I'm pretty sure the answer is No, but is there a way to auto-align several images in LR? This feature is present in Photoshop; it seems like it would be feasible to select several images and auto-align them. Perhaps there could also be an auto-crop option, or (ideally) a boundary-warp feature such as is present in the Panorama feature. What I would like to do is take several images of the same scene, taken hand-held at different times, and be able to superimpose them.


----------



## Dan Marchant

What you want isn't possible in LR, because superimposing images requires layers and LR doesn't support layers.
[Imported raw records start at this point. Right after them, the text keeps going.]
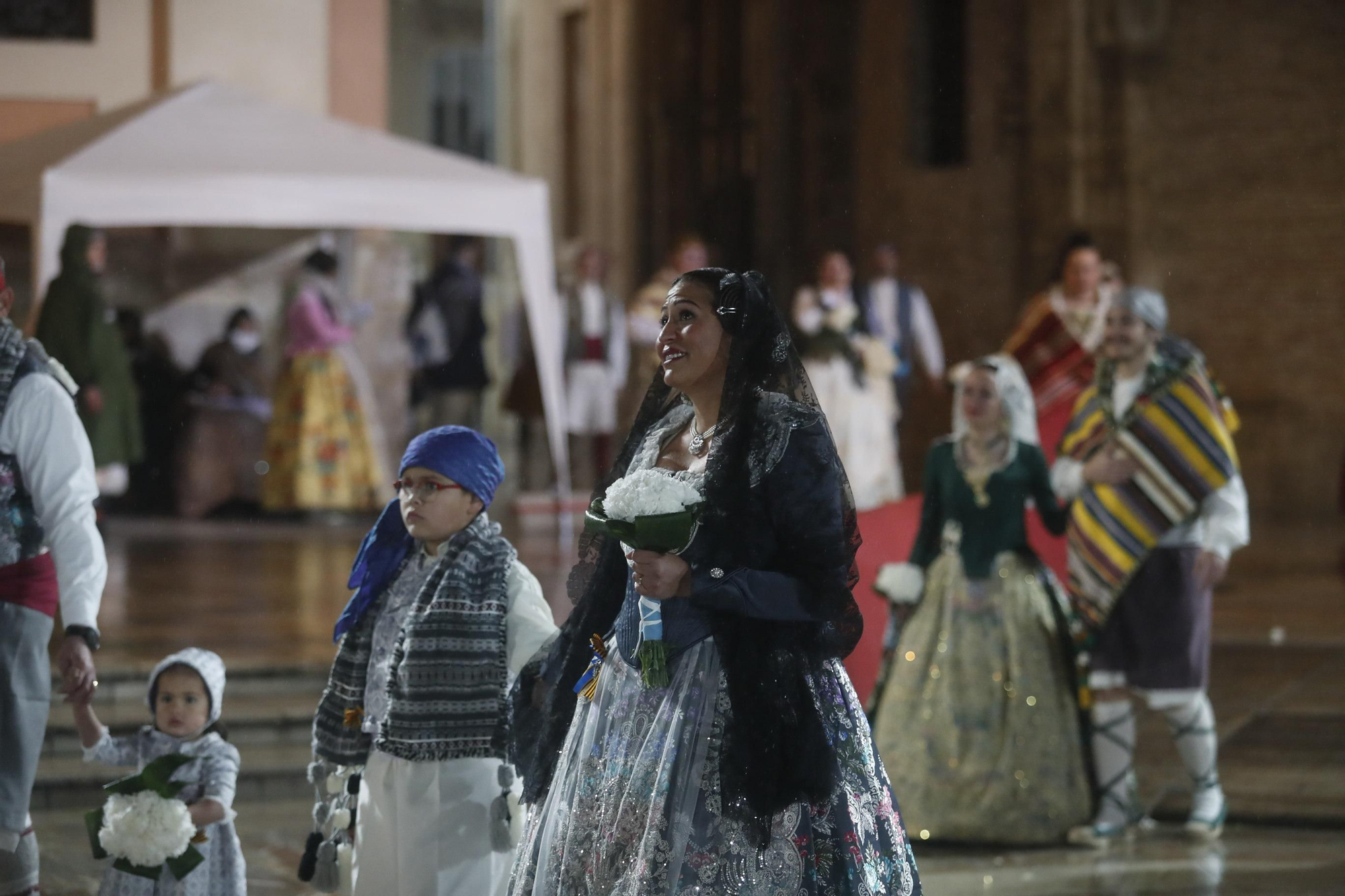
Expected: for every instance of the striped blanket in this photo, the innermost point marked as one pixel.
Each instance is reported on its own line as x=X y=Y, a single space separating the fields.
x=1179 y=432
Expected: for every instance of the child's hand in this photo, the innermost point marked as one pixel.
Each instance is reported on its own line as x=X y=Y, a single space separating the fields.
x=205 y=811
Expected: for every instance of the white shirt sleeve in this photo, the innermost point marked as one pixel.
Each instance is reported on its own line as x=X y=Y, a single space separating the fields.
x=809 y=315
x=529 y=622
x=618 y=348
x=1227 y=525
x=1067 y=478
x=44 y=432
x=926 y=331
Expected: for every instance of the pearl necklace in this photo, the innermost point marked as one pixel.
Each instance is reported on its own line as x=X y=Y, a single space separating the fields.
x=699 y=439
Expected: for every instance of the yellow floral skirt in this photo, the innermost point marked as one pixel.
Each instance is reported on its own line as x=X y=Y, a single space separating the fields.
x=977 y=724
x=318 y=446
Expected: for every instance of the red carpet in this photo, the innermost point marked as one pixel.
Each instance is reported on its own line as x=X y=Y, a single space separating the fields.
x=888 y=534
You will need to use PS for that.


----------



## Gnits

The best you can do is ......

Select images to be aligned in Lr. 
Right click on significant image. 
Select “Open as layers in Ps”

In Ps select command Auto Align. 

You then have the further option Auto Blend. 

Save the result. 

Return to Lr where aligned / blended image is now available. 

I use this all the time for focus stacking.


----------



## John Little

Thanks to you both! This will be a big help. I didn't know about the "Open as layers in PS" command. 

Also, I find that in PS I can crop the whole set of images (which don't align perfectly due to being hand-held), then go to File/Export/Layers to Files to export each layer as a separate file. Then I need to import these files into LR in the usual way.


----------



## Gnits

I will apply basic exposure , profile, lens, settings to the first image in the series, then apply a generous crop. Then select all images to be aligned and synch the settings. At this stage I export as layers to Ps. Having the basic crop done before going to Ps will speed up the Ps alignment and blending process. You can refine your crop based on the actual result.


----------